Error in implementing the Isolation Forest Method
Tried using the isolation forest method on the popular IBM employee attrition dataset and kept getting this error. Kindly help pls.
Code :>>
from sklearn.ensemble import IsolationForest
features = data.columns
X = data[features]
X_train = X[:1000]
X_test = X[1000:]
#Fit Model
clf = IsolationForest(n_estimators=50, max_samples=100)
clf.fit(X_train)
#Get Scores
data['scores'] = clf.decision_function(X_train)
data['anomaly'] = clf.predict(X)
#Get Anomalies
outliers = data.loc[data['anomaly'] == -1]
outliers
Error:>>
---------------------------------------------------------------------------
ValueError Traceback (most recent call last)
~\AppData\Local\Temp\ipykernel_13032\4171220808.py in <module>
18
19 #Get Scores
---> 20 data['scores'] = clf.decision_function(X_train)
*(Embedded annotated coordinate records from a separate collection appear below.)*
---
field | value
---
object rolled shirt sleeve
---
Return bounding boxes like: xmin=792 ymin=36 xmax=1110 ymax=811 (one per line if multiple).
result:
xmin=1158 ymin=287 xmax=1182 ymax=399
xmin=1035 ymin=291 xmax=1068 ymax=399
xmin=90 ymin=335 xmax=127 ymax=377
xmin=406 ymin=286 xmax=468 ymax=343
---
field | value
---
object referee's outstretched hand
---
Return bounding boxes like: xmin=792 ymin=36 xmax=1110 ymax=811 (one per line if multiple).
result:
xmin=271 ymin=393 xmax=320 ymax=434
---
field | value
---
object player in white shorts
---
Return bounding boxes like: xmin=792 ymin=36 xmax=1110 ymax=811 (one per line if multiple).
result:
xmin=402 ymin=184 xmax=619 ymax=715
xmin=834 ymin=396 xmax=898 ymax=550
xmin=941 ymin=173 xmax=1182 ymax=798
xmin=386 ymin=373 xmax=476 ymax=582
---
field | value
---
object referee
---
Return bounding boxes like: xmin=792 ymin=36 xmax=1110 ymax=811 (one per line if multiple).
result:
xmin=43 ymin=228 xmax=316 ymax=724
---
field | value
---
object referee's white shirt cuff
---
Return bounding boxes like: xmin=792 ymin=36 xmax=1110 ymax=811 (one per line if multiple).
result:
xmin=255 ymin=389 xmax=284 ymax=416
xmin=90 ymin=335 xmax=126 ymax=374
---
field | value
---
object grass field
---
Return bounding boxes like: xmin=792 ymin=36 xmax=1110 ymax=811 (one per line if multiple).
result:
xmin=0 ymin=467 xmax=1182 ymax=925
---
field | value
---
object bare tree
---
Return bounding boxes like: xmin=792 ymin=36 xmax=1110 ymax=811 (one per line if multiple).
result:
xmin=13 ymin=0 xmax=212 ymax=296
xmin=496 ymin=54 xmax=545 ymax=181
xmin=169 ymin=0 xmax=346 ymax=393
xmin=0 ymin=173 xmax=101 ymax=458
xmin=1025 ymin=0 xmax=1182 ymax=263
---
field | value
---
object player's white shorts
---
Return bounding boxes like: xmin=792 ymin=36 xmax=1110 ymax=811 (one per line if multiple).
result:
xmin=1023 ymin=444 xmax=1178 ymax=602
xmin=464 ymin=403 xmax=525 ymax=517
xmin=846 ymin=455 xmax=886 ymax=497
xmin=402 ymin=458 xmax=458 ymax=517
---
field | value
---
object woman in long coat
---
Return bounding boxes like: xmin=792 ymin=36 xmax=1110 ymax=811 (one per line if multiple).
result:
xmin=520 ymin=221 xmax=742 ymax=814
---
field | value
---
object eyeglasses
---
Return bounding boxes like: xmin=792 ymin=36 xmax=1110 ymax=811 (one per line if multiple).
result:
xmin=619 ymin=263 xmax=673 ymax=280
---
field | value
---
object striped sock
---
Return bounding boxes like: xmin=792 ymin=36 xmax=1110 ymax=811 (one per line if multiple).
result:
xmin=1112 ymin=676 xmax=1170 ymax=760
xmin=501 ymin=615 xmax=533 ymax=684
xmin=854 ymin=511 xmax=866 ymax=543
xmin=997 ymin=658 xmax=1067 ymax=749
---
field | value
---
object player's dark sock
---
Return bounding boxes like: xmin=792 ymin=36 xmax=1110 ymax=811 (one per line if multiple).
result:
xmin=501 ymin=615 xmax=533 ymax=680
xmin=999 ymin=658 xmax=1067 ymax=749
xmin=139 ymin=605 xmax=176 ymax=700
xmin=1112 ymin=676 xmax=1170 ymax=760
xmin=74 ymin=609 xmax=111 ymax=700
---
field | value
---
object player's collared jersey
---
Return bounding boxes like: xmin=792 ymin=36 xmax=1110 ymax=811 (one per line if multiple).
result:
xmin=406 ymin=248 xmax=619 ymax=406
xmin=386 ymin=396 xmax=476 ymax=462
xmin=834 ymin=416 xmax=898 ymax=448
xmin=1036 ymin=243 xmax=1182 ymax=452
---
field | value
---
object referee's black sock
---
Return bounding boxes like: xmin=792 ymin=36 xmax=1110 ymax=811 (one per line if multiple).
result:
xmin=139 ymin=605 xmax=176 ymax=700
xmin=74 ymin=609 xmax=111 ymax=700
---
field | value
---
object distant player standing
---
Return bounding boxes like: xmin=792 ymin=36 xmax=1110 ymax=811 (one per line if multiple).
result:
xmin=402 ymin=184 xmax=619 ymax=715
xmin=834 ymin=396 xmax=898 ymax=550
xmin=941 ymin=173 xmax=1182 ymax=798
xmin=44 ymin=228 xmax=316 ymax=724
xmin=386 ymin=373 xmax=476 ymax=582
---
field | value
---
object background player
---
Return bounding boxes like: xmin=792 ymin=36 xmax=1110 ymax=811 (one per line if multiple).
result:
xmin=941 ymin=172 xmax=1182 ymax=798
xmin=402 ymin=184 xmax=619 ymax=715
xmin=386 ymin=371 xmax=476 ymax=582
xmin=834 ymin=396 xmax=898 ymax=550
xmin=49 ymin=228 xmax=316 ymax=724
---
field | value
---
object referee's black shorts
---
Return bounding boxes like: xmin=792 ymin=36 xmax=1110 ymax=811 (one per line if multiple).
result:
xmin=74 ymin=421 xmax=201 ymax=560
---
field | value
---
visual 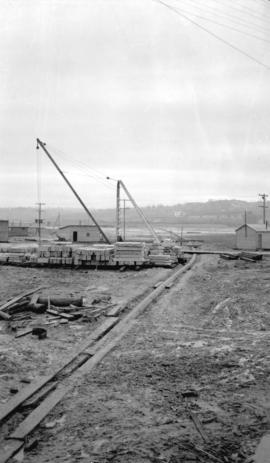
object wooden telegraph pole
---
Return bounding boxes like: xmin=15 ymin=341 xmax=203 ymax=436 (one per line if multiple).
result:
xmin=259 ymin=193 xmax=268 ymax=224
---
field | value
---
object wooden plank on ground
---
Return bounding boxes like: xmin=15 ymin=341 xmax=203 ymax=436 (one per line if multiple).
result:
xmin=0 ymin=440 xmax=24 ymax=463
xmin=0 ymin=310 xmax=11 ymax=320
xmin=54 ymin=317 xmax=119 ymax=376
xmin=105 ymin=304 xmax=126 ymax=317
xmin=165 ymin=283 xmax=173 ymax=289
xmin=15 ymin=327 xmax=33 ymax=338
xmin=153 ymin=281 xmax=164 ymax=289
xmin=22 ymin=381 xmax=57 ymax=408
xmin=0 ymin=375 xmax=54 ymax=423
xmin=8 ymin=387 xmax=68 ymax=440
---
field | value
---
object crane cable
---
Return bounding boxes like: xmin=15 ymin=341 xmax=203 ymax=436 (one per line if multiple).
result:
xmin=152 ymin=0 xmax=270 ymax=70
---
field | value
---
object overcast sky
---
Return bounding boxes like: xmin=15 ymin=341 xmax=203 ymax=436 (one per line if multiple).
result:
xmin=0 ymin=0 xmax=270 ymax=208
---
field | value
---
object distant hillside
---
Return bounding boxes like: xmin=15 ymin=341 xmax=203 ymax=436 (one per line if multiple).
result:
xmin=0 ymin=199 xmax=262 ymax=226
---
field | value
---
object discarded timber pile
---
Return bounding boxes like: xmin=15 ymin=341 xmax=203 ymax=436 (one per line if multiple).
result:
xmin=239 ymin=252 xmax=262 ymax=262
xmin=0 ymin=246 xmax=36 ymax=265
xmin=220 ymin=251 xmax=263 ymax=262
xmin=220 ymin=252 xmax=239 ymax=260
xmin=114 ymin=241 xmax=148 ymax=266
xmin=0 ymin=287 xmax=116 ymax=326
xmin=36 ymin=244 xmax=73 ymax=265
xmin=0 ymin=256 xmax=196 ymax=463
xmin=73 ymin=245 xmax=114 ymax=266
xmin=149 ymin=244 xmax=178 ymax=268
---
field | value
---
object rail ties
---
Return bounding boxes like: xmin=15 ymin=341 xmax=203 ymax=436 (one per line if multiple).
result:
xmin=0 ymin=255 xmax=196 ymax=463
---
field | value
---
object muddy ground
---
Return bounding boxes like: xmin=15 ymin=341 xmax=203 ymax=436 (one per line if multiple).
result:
xmin=0 ymin=256 xmax=270 ymax=463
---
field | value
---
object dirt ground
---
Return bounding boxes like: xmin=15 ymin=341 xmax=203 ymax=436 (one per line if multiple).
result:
xmin=0 ymin=256 xmax=270 ymax=463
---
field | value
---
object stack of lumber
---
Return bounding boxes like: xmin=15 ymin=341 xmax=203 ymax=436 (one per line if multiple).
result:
xmin=73 ymin=245 xmax=114 ymax=265
xmin=114 ymin=241 xmax=148 ymax=265
xmin=0 ymin=246 xmax=35 ymax=264
xmin=149 ymin=243 xmax=164 ymax=255
xmin=149 ymin=243 xmax=177 ymax=267
xmin=173 ymin=246 xmax=184 ymax=257
xmin=149 ymin=254 xmax=177 ymax=267
xmin=239 ymin=251 xmax=263 ymax=262
xmin=37 ymin=244 xmax=73 ymax=265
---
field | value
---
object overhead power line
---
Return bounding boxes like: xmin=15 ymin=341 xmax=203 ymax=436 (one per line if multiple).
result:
xmin=169 ymin=1 xmax=270 ymax=43
xmin=153 ymin=0 xmax=270 ymax=70
xmin=176 ymin=0 xmax=270 ymax=34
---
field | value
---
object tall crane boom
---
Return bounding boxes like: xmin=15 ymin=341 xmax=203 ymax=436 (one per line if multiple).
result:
xmin=118 ymin=180 xmax=160 ymax=244
xmin=37 ymin=138 xmax=110 ymax=244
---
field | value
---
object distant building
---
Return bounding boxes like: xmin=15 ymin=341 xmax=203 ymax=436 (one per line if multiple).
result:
xmin=8 ymin=225 xmax=29 ymax=237
xmin=0 ymin=220 xmax=8 ymax=243
xmin=235 ymin=224 xmax=270 ymax=251
xmin=58 ymin=225 xmax=104 ymax=243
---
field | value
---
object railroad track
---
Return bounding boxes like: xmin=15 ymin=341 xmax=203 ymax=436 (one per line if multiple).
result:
xmin=0 ymin=255 xmax=196 ymax=463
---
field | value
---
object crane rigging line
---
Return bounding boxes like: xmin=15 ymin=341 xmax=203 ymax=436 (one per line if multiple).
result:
xmin=227 ymin=0 xmax=270 ymax=20
xmin=152 ymin=0 xmax=270 ymax=70
xmin=45 ymin=144 xmax=114 ymax=190
xmin=166 ymin=2 xmax=270 ymax=43
xmin=172 ymin=0 xmax=270 ymax=34
xmin=196 ymin=0 xmax=270 ymax=21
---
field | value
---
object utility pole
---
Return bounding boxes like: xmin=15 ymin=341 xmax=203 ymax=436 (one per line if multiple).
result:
xmin=37 ymin=138 xmax=110 ymax=244
xmin=259 ymin=193 xmax=268 ymax=224
xmin=121 ymin=199 xmax=130 ymax=241
xmin=115 ymin=180 xmax=121 ymax=241
xmin=35 ymin=203 xmax=45 ymax=246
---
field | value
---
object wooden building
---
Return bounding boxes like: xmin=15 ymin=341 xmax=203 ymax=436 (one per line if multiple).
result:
xmin=8 ymin=225 xmax=29 ymax=237
xmin=0 ymin=220 xmax=8 ymax=243
xmin=235 ymin=224 xmax=270 ymax=251
xmin=58 ymin=225 xmax=104 ymax=243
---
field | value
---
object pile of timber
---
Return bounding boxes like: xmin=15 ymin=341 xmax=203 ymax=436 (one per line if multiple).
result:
xmin=0 ymin=246 xmax=36 ymax=265
xmin=73 ymin=244 xmax=114 ymax=266
xmin=149 ymin=254 xmax=178 ymax=268
xmin=0 ymin=286 xmax=116 ymax=326
xmin=220 ymin=251 xmax=263 ymax=262
xmin=114 ymin=241 xmax=148 ymax=265
xmin=219 ymin=252 xmax=239 ymax=260
xmin=239 ymin=251 xmax=263 ymax=262
xmin=148 ymin=243 xmax=178 ymax=268
xmin=37 ymin=244 xmax=73 ymax=265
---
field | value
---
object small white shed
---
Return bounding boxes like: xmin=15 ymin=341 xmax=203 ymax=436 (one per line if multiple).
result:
xmin=58 ymin=225 xmax=104 ymax=243
xmin=0 ymin=220 xmax=8 ymax=243
xmin=235 ymin=224 xmax=270 ymax=251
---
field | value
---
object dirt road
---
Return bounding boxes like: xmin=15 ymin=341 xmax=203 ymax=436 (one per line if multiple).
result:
xmin=3 ymin=256 xmax=270 ymax=463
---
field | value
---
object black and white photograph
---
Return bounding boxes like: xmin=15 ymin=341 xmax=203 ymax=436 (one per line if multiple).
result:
xmin=0 ymin=0 xmax=270 ymax=463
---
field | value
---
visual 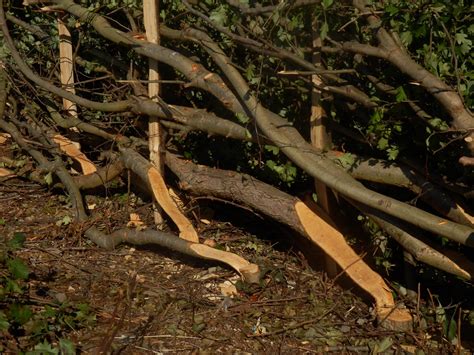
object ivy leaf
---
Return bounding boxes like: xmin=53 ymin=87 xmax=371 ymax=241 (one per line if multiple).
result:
xmin=235 ymin=112 xmax=250 ymax=126
xmin=446 ymin=318 xmax=458 ymax=342
xmin=400 ymin=31 xmax=413 ymax=47
xmin=10 ymin=303 xmax=33 ymax=325
xmin=377 ymin=137 xmax=388 ymax=150
xmin=209 ymin=6 xmax=227 ymax=26
xmin=43 ymin=171 xmax=53 ymax=186
xmin=322 ymin=0 xmax=334 ymax=10
xmin=0 ymin=311 xmax=10 ymax=331
xmin=337 ymin=153 xmax=355 ymax=169
xmin=27 ymin=340 xmax=59 ymax=355
xmin=265 ymin=144 xmax=280 ymax=155
xmin=395 ymin=86 xmax=407 ymax=102
xmin=59 ymin=339 xmax=76 ymax=354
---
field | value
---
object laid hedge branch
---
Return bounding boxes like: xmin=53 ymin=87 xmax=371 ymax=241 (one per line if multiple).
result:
xmin=348 ymin=0 xmax=474 ymax=154
xmin=85 ymin=227 xmax=260 ymax=283
xmin=166 ymin=153 xmax=472 ymax=280
xmin=166 ymin=154 xmax=411 ymax=329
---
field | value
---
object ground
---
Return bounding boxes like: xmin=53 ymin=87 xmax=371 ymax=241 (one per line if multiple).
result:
xmin=0 ymin=179 xmax=466 ymax=354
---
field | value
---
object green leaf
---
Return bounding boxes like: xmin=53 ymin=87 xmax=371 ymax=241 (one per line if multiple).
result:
xmin=59 ymin=339 xmax=76 ymax=355
xmin=26 ymin=340 xmax=59 ymax=355
xmin=235 ymin=112 xmax=250 ymax=124
xmin=209 ymin=6 xmax=227 ymax=26
xmin=337 ymin=153 xmax=355 ymax=169
xmin=400 ymin=31 xmax=413 ymax=47
xmin=9 ymin=303 xmax=33 ymax=325
xmin=319 ymin=21 xmax=329 ymax=41
xmin=446 ymin=318 xmax=458 ymax=342
xmin=395 ymin=86 xmax=407 ymax=102
xmin=373 ymin=337 xmax=393 ymax=354
xmin=7 ymin=258 xmax=30 ymax=280
xmin=322 ymin=0 xmax=334 ymax=10
xmin=7 ymin=232 xmax=26 ymax=250
xmin=0 ymin=311 xmax=10 ymax=331
xmin=377 ymin=137 xmax=388 ymax=150
xmin=43 ymin=171 xmax=53 ymax=186
xmin=5 ymin=279 xmax=23 ymax=293
xmin=265 ymin=144 xmax=280 ymax=155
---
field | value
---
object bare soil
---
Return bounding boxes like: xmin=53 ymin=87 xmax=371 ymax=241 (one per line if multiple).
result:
xmin=0 ymin=179 xmax=464 ymax=354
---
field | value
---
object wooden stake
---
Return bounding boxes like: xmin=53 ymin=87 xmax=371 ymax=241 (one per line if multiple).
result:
xmin=143 ymin=0 xmax=164 ymax=224
xmin=310 ymin=18 xmax=338 ymax=277
xmin=58 ymin=16 xmax=77 ymax=117
xmin=53 ymin=16 xmax=97 ymax=175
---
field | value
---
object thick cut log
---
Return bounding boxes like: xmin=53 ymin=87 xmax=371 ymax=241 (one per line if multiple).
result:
xmin=166 ymin=154 xmax=412 ymax=330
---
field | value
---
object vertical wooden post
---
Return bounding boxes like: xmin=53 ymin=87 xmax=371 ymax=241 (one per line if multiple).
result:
xmin=58 ymin=14 xmax=77 ymax=117
xmin=57 ymin=13 xmax=97 ymax=175
xmin=143 ymin=0 xmax=164 ymax=224
xmin=310 ymin=17 xmax=338 ymax=277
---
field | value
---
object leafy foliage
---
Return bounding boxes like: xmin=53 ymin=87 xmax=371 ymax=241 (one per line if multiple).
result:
xmin=0 ymin=233 xmax=95 ymax=354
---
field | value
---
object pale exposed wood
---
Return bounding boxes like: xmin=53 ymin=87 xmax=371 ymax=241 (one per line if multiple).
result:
xmin=143 ymin=0 xmax=164 ymax=224
xmin=0 ymin=133 xmax=11 ymax=144
xmin=295 ymin=202 xmax=412 ymax=330
xmin=310 ymin=18 xmax=337 ymax=277
xmin=148 ymin=166 xmax=199 ymax=243
xmin=0 ymin=168 xmax=16 ymax=177
xmin=190 ymin=244 xmax=260 ymax=283
xmin=53 ymin=134 xmax=97 ymax=175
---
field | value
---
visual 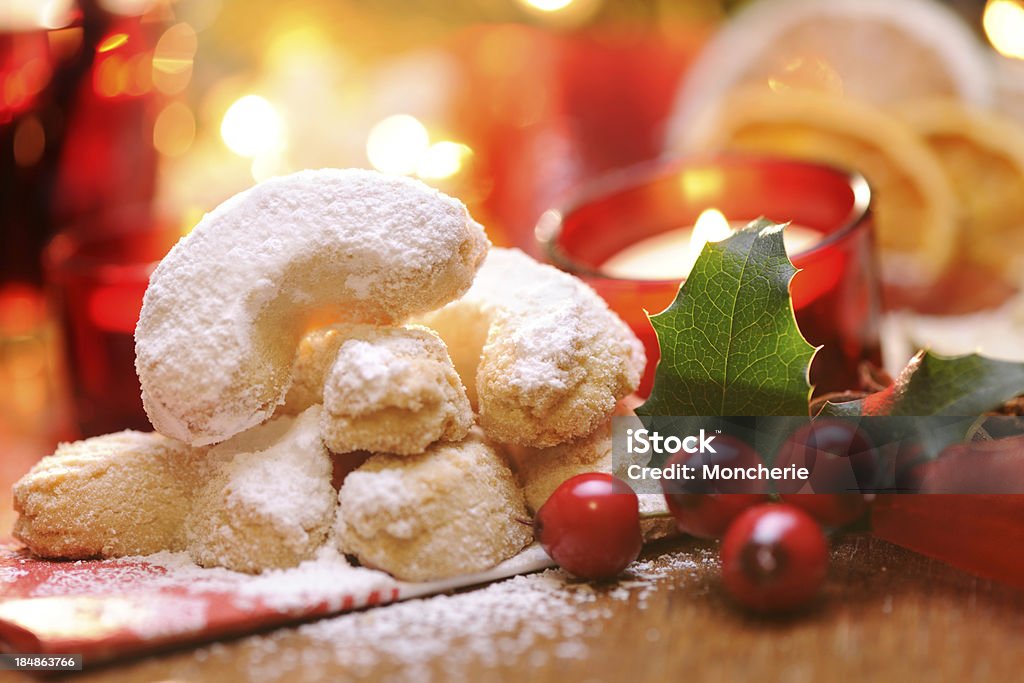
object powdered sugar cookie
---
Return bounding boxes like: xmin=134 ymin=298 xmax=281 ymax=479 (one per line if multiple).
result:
xmin=282 ymin=325 xmax=473 ymax=455
xmin=335 ymin=430 xmax=532 ymax=581
xmin=420 ymin=249 xmax=645 ymax=447
xmin=185 ymin=407 xmax=337 ymax=572
xmin=13 ymin=431 xmax=203 ymax=559
xmin=135 ymin=169 xmax=487 ymax=444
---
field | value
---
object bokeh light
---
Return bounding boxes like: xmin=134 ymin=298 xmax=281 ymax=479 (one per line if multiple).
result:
xmin=153 ymin=102 xmax=196 ymax=157
xmin=982 ymin=0 xmax=1024 ymax=59
xmin=416 ymin=140 xmax=473 ymax=180
xmin=367 ymin=114 xmax=430 ymax=175
xmin=519 ymin=0 xmax=573 ymax=12
xmin=220 ymin=95 xmax=286 ymax=159
xmin=153 ymin=23 xmax=199 ymax=95
xmin=0 ymin=0 xmax=75 ymax=30
xmin=99 ymin=0 xmax=157 ymax=16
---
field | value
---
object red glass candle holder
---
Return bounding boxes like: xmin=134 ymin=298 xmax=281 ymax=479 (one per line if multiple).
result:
xmin=43 ymin=208 xmax=181 ymax=436
xmin=537 ymin=155 xmax=881 ymax=395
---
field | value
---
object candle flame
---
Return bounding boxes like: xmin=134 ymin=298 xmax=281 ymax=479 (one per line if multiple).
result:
xmin=982 ymin=0 xmax=1024 ymax=59
xmin=686 ymin=209 xmax=732 ymax=272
21 data['anomaly'] = clf.predict(X)
22
~\anaconda3\lib\site-packages\pandas\core\frame.py in __setitem__(self, key, value)
3653 else:
3654 # set column
-> 3655 self._set_item(key, value)
3656
3657 def _setitem_slice(self, key: slice, value):
~\anaconda3\lib\site-packages\pandas\core\frame.py in _set_item(self, key, value)
3830 ensure homogeneity.
3831 """
-> 3832 value = self._sanitize_column(value)
3833
3834 if (
~\anaconda3\lib\site-packages\pandas\core\frame.py in _sanitize_column(self, value)
4536
4537 if is_list_like(value):
-> 4538 com.require_length_match(value, self.index)
4539 return sanitize_array(value, self.index, copy=True, allow_2d=True)
4540
~\anaconda3\lib\site-packages\pandas\core\common.py in require_length_match(data, index)
555 """
556 if len(data) != len(index):
--> 557 raise ValueError(
558 "Length of values "
559 f"({len(data)}) "
ValueError: Length of values (1000) does not match length of index (1470)
hey! it looks like you're applying this line of code:
`data['scores'] = clf.decision_function(X_train)`
on your X_train, where your `data` variable is all the data. make sure the X_train and data are the same size.
Ohh! That makes more sense now. Will make corrections and give a feedback. Thanks.